His hand slides between us, finding where we're joined, circling in the way he remembers—the way only he has ever known how to touch me.

"Let go," he murmurs against my ear, voice strained with the effort of holding back. "I've got you."

The orgasm hits like a wave breaking, sensation radiating outward from where we're connected. I cry out, back arching, body clenching around him as pleasure crests and breaks.

He follows immediately, hips jerking against mine, my name a harsh exhale against my neck as he empties himself inside me.

For several heartbeats, neither of us moves. Just breathe against each other, bodies joined, sweat cooling on our skin.
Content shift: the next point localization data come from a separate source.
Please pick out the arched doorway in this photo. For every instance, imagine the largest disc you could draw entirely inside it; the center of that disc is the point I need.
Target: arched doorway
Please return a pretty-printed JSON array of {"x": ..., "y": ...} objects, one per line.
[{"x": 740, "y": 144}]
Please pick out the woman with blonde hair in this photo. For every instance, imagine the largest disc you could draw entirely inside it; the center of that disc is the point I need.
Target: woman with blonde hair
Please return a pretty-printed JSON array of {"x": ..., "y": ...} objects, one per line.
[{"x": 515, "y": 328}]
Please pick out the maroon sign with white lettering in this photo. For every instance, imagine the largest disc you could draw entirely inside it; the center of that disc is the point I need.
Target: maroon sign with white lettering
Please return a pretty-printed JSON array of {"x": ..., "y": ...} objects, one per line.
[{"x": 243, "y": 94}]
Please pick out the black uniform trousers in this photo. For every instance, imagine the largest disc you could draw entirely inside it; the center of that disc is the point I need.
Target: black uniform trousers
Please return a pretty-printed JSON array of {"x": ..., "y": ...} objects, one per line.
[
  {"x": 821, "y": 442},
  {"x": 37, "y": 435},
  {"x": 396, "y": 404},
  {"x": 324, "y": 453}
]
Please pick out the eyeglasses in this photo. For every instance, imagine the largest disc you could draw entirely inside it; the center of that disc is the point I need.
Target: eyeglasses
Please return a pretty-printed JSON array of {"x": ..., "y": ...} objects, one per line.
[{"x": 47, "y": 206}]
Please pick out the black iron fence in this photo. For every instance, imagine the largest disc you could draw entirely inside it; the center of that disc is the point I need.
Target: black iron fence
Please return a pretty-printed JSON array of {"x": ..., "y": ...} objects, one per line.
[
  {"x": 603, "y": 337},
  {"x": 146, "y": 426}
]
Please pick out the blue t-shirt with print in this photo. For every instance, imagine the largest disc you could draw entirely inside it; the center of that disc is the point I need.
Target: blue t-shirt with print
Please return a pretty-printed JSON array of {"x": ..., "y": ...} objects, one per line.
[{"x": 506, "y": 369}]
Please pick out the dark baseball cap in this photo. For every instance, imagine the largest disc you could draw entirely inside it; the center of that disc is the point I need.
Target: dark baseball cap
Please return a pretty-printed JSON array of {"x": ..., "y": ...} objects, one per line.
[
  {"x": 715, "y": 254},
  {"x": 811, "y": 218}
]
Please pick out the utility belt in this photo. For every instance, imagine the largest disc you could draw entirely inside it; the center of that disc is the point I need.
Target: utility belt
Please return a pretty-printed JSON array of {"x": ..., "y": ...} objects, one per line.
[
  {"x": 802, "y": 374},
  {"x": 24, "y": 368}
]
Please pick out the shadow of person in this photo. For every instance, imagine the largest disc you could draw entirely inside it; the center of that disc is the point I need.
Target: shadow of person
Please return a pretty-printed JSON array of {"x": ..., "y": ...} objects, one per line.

Reality returns in slow degrees—the penthouse, the couch, the clothes half-removed, the life we've built apart crumbling with each touch.

He lifts his head finally, looking down at me with something that goes beyond desire. Beyond possession. Something that makes my chest ache with possibility and fear intertwined.

"Chanel…"

"Don't." I place my fingers against his lips, stopping whatever he's about to say. "Please."

He studies me for a long moment, then nods once, accepting the boundary. Understanding what I need. What I can handle.